Say I have a RESTful web service and a commercial Android app on the front end which is used to interact with it. I may use SSL so that the endpoints are not visible, but someone could still do some reverse engineering to find them.
SSL does not conceal the target IP address, so they don't even need to reverse engineer anything. Everything else can be obtained via Fiddler + MITM certificate.
I could also use SOAP instead, so that the call to the web service is a bit more complicated. But, I still don't know if this gives me any real advantage over RESTful based service.
Well, the more effort you put in, the more effort a hacker will need to put in, I suppose.
That being said, hackers have a lot more free time than you, and there are a lot of them, and only one of them has to post the solution on a bulletin board and it's game over.
So, probably not worth the effort.
I was thinking about hardcoding the key into my client app, so that only my client app could use the service. Also, maybe some code obfuscation may help. But, how much does this really help?
Hackers now have deobfuscation tools at their fingertips, so it doesn't help as much as it used to.
Probably not worth the effort.
Fiddler could be used to decrypt https and see the full request. However, if I use Android app only, this may be solved by hardcoding server certificate in Android client app. And also, there is SOAP WS-Security, but I guess a tool can be made to function in similar way as fidler to circumvent that.

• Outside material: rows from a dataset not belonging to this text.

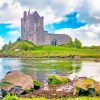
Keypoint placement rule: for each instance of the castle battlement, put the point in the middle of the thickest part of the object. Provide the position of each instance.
(32, 29)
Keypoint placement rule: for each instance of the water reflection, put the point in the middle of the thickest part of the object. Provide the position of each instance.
(39, 69)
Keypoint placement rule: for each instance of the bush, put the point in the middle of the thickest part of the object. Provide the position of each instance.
(10, 97)
(37, 84)
(57, 80)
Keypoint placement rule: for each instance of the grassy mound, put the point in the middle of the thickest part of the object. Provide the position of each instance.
(19, 45)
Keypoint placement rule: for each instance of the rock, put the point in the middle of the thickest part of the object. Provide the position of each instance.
(56, 79)
(84, 86)
(16, 90)
(19, 79)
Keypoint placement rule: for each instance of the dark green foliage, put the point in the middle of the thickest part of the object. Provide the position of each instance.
(57, 80)
(89, 92)
(21, 45)
(37, 84)
(10, 97)
(4, 84)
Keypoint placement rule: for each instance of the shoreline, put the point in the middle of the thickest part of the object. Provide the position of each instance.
(65, 58)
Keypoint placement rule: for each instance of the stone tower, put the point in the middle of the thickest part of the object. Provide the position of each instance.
(32, 28)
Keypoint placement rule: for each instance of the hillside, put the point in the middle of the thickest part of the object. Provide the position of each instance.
(19, 46)
(28, 49)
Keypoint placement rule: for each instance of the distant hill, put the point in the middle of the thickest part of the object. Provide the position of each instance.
(19, 46)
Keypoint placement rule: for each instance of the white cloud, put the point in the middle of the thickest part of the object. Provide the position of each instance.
(1, 42)
(88, 35)
(14, 33)
(54, 11)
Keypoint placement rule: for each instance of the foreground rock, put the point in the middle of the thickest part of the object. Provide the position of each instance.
(16, 81)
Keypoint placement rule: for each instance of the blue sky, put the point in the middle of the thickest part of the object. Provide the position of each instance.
(76, 18)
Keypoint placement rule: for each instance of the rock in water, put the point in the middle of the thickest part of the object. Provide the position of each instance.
(19, 79)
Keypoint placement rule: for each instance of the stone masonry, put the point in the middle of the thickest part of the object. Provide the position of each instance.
(32, 29)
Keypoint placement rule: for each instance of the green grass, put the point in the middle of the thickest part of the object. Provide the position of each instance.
(77, 98)
(27, 49)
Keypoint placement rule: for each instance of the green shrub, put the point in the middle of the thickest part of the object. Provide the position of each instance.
(57, 80)
(4, 84)
(37, 84)
(10, 97)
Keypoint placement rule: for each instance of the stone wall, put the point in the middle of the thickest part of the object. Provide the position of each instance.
(32, 29)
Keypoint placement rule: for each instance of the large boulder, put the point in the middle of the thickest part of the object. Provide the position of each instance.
(16, 79)
(84, 87)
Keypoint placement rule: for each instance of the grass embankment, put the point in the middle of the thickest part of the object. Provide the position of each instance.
(77, 98)
(27, 49)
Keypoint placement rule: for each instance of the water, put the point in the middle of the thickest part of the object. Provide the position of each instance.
(39, 69)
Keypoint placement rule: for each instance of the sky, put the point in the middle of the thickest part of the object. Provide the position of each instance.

The hacker could reverse engineer all that much faster than you could build it.
So, probably not worth the effort.
You can't stop a hacker from reverse engineering any code that runs on the client. So whatever safeguards you put in, the hacker can imitate them.
Exactly. Don't spend time on this.
Instead, try to design your application so sensitive features are executed on the server, where you can protect it.
Spend the rest of your time improving the features of your app so customers won't want anything else.